The expectancy violation effect on the FRN (incongruent minus congruent) was significantly correlated with the social rejection effect on the FRN (rejected minus accepted), r = 0.622, p = 0.01, suggesting that social prediction and outcome evaluation may share a common neural mechanism (see Figure 4A). Additionally, we also found a significant correlation between self-report satisfaction and rejection sensitivity scale, r = −0.675, p = 0.004, and a significant correlation between self-report surprise and rejection sensitivity scale, r = 0.612, p = 0.012. These behavioral correlations suggested that the more sensitive to social rejection, the more unsatisfactory or surprised individuals may feel. Given the small sample size, we also applied the bootstrapping method to conduct bivariate correlation analysis with M-Plus software. The bootstrapping analysis yielded similar results.
Figure 4. Scatter plots of the association between the expectancy violation effect on the FRN and the social rejection effect on the FRN. The expectancy violation effect on the FRN (incongruent minus congruent) has a significant positive correlation with the social rejection effect on the FRN (rejected minus accepted) in Experiment 1 (A) but not in Experiment 2 (B). ** p < 0.01, * p < 0.05.
At the behavioral level, participants were generally optimistic about their chances of being accepted (59% prediction of being accepted). Our study also demonstrated behavioral differences in self-reported satisfaction ratings. When receiving negative feedback (i.e., Rejected), they felt more dissatisfied but not more surprised, suggesting that satisfaction and surprise are two independent measures.
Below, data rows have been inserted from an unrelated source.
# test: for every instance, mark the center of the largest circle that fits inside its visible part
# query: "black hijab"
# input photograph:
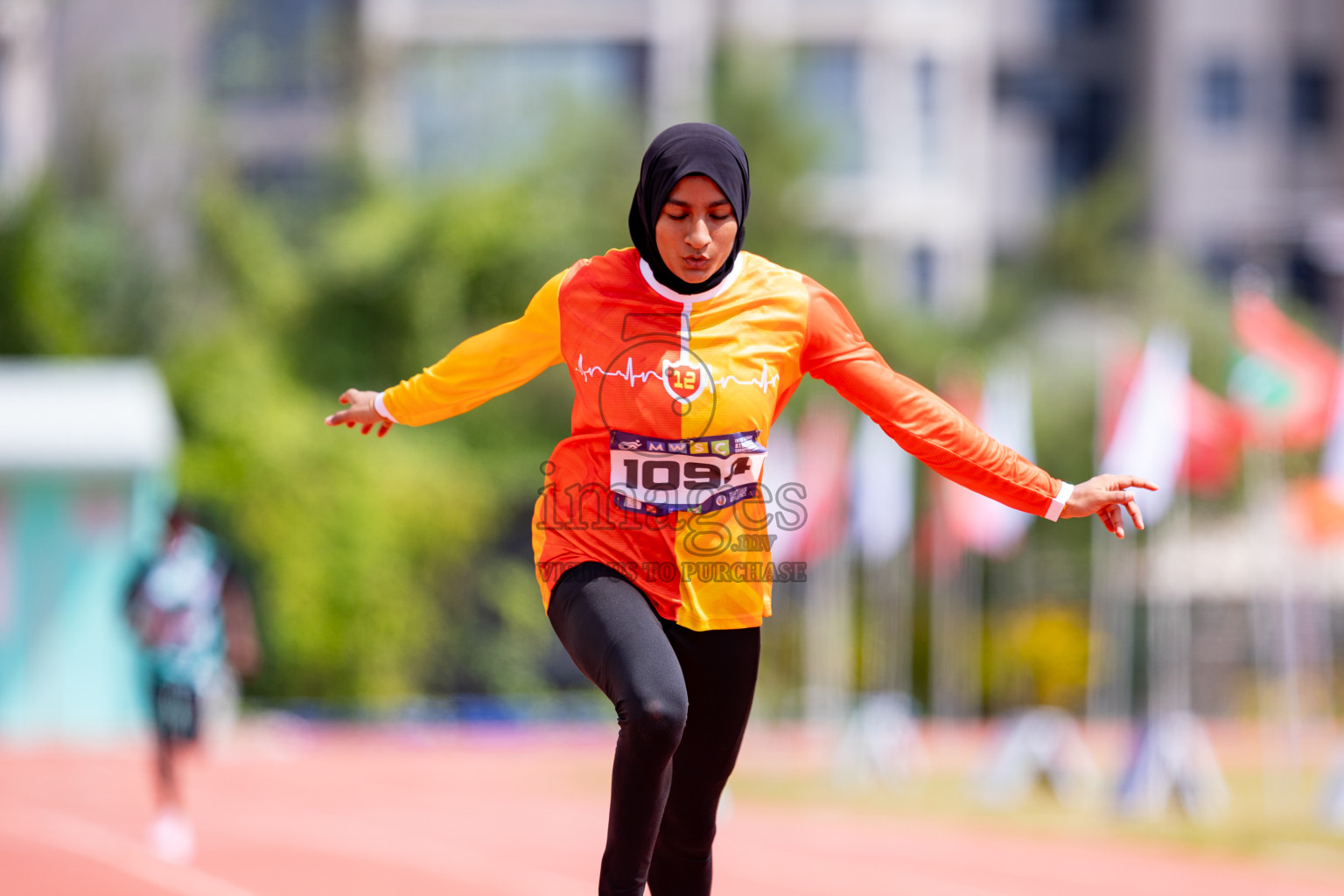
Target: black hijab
(679, 150)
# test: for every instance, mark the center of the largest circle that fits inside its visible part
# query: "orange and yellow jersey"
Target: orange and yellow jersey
(674, 402)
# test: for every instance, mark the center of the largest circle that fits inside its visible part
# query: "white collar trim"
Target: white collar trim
(677, 298)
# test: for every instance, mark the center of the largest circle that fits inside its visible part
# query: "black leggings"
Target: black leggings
(682, 699)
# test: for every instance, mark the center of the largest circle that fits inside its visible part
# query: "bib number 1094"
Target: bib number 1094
(662, 476)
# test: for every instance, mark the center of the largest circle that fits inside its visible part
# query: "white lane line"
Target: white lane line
(109, 848)
(461, 864)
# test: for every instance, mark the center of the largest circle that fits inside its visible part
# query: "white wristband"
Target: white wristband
(382, 409)
(1057, 504)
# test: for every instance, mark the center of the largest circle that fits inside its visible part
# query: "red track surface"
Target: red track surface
(507, 813)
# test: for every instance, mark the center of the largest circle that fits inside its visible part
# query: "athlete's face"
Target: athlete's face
(696, 228)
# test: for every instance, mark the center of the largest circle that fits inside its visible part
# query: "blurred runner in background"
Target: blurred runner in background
(193, 618)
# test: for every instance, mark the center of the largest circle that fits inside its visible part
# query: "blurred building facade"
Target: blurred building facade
(953, 127)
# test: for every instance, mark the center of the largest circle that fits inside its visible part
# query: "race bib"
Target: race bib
(701, 474)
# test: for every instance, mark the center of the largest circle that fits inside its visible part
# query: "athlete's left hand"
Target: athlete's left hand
(1105, 494)
(360, 411)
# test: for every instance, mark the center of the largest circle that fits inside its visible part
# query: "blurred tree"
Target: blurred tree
(1037, 655)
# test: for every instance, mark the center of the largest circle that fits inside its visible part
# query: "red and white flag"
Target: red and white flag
(882, 482)
(1152, 429)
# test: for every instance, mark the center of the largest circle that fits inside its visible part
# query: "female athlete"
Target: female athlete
(683, 349)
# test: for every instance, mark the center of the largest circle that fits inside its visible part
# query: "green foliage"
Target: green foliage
(72, 281)
(1037, 654)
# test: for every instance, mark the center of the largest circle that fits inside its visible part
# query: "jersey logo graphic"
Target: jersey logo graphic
(683, 379)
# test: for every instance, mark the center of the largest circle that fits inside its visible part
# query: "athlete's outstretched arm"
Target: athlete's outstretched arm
(941, 437)
(478, 369)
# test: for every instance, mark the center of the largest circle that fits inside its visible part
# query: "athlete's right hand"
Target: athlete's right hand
(360, 411)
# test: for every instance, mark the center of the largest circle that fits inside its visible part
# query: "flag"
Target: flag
(1214, 444)
(1003, 411)
(785, 504)
(1286, 379)
(1319, 504)
(1152, 429)
(880, 494)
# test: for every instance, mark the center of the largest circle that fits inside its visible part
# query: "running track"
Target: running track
(508, 813)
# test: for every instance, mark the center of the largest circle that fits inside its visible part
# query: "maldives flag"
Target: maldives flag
(1285, 384)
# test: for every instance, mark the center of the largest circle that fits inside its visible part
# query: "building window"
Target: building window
(1082, 17)
(1086, 130)
(1221, 262)
(476, 109)
(828, 94)
(928, 94)
(1222, 93)
(924, 274)
(292, 52)
(1312, 100)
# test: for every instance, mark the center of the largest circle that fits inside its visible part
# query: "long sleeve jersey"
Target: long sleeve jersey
(675, 396)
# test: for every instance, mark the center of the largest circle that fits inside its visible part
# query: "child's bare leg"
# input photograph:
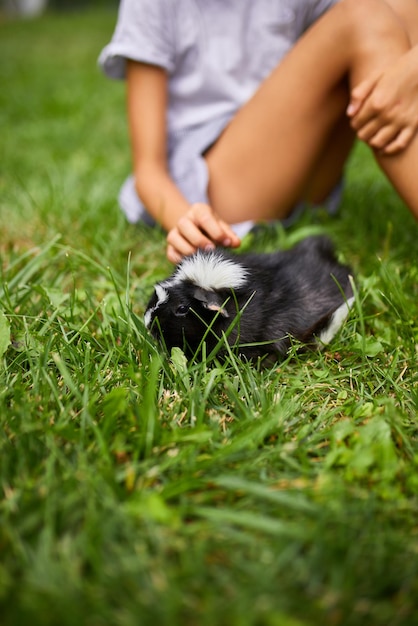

When the feedback was deviated from the initial prediction, regardless of whether the feedback is positive or negative, they felt more dissatisfied and more surprised, suggesting that the social expectancy violation is not only surprising but also unpleasant. These behavioral results showed that our experimental manipulation successfully influenced the participants’ subjective emotions.
At the neural level, we have identified a more negative FRN waveform when people were rejected and their explicit expectancy was violated. Our ERP findings are in agreement with studies by Kim et al. (2012) and Boksem and De Cremer (2010), in which the FRN is more pronounced for social norm violations and unfair offers (similar to social prediction error and social rejection). Our tentative researches provide further neurophysiological evidence that the FRN can encode both explicit prediction error and explicit rejection in social domain. However, we found no significant interaction effect, suggesting that the FRN encodes expectancy violation independently, without taking the valence of outcomes into account. Our results were consistent with the response-outcome (PRO) theory, which suggests that the key function of ACC is to predict the possible outcomes of actions and signaling unexpectedness of events, regardless of the valence of outcomes (Alexander and Brown, 2010, 2011). More studies are needed to examine whether this effect we found exists only in the current setup, or if it can be generalized to other social prediction tasks.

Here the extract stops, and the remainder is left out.